In 2002, when the last clothing store shut down in the ranching town of Powell, Wyoming, the 5,300 residents feared for the future of their Main Street, which was already disintegrating into a gap-toothed ghost town of shuttered storefronts and struggling shops. A Super Walmart had just passed them up for nearby Cody; wouldn’t everyone drive over there for their tube socks and pajamas? Other chain stores wanted nothing to do with Powell. It was too small.
So a few locals, including the owner of an office supply store, a CPA, the head of the Powell Chamber of Commerce, and a jewelry store owner, took matters into their own hands. They made plans to open a community-owned, for-profit variety shop. It was conceived like a co-op. More than 800 of the town’s residents bought investment shares in increments of $500 or $1,000, although they were warned that it might be more like a donation if things didn’t work out as planned. Within a year, the group raised over $400,000 and opened the doors to the Powell Mercantile. Go under the candy-striped awning and you’ll find everything you’d expect to see in a bargain store, from t-shirts to jeans to tube socks.
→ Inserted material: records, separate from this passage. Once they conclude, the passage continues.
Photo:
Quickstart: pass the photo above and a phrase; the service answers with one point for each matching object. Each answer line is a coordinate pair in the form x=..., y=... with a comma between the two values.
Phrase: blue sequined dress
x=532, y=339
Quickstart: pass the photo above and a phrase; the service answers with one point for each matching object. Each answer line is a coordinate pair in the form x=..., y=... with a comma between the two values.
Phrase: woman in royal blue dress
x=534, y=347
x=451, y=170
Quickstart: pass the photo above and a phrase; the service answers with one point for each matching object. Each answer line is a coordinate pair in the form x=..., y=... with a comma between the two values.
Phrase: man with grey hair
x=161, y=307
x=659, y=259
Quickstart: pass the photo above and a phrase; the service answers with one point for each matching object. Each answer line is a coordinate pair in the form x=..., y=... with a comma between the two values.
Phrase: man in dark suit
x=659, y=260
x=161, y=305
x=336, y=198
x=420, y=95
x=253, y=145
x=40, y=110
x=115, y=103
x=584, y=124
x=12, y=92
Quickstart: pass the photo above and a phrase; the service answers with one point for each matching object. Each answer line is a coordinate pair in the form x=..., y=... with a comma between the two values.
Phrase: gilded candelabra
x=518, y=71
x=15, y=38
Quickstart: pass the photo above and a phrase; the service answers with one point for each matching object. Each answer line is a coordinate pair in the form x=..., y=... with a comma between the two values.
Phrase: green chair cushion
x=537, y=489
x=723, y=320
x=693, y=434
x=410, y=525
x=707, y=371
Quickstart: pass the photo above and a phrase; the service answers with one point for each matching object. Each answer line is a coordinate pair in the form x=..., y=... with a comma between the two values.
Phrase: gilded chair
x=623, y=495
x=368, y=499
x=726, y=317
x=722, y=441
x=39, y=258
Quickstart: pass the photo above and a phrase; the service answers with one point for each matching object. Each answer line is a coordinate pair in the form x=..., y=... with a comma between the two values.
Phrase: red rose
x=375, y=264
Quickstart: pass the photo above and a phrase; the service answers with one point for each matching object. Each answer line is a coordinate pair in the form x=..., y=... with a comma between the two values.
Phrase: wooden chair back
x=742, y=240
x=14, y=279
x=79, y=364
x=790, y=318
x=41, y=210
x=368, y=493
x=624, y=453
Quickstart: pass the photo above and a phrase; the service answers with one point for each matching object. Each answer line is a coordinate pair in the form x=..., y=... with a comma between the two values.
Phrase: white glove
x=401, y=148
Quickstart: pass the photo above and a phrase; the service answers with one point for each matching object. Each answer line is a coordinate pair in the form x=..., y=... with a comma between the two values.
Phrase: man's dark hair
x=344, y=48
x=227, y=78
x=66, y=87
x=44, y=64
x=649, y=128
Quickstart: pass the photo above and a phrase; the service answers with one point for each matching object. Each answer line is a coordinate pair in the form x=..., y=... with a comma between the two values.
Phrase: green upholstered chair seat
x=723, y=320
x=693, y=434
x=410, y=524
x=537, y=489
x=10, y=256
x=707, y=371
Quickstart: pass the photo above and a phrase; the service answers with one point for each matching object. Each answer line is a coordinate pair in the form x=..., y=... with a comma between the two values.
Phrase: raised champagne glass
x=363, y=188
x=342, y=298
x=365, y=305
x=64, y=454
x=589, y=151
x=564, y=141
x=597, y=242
It was never the founders’ plan to operate a charity. “We knew we could do something that would help downtown, but we also wanted this to be a successful business,” explains Ken Witzeling, the former president of the Powell Mercantile’s board of directors. In its first year, the Merc, as people call it, beat expectations by doing $520,000 in business. Investors eventually got a 7 percent return.
More impressively, the Merc has attracted additional small businesses to Powell’s downtown. The store’s success has even inspired copycat co-ops across the West in hard-scrabble ranching towns you’d never associate with the word “co-op,” like Ely, Nevada, and Worling, Wyoming. As Bill McKibben points out in his excellent book Deep Economy, “The Powell Mercantile hasn’t solved all the world’s problems; it buys from the same sweatshops the big boxes patronize. But it’s at least solved some of the town’s problems.”
Have you ever heard of a project like this where you live? What do you think—would you invest?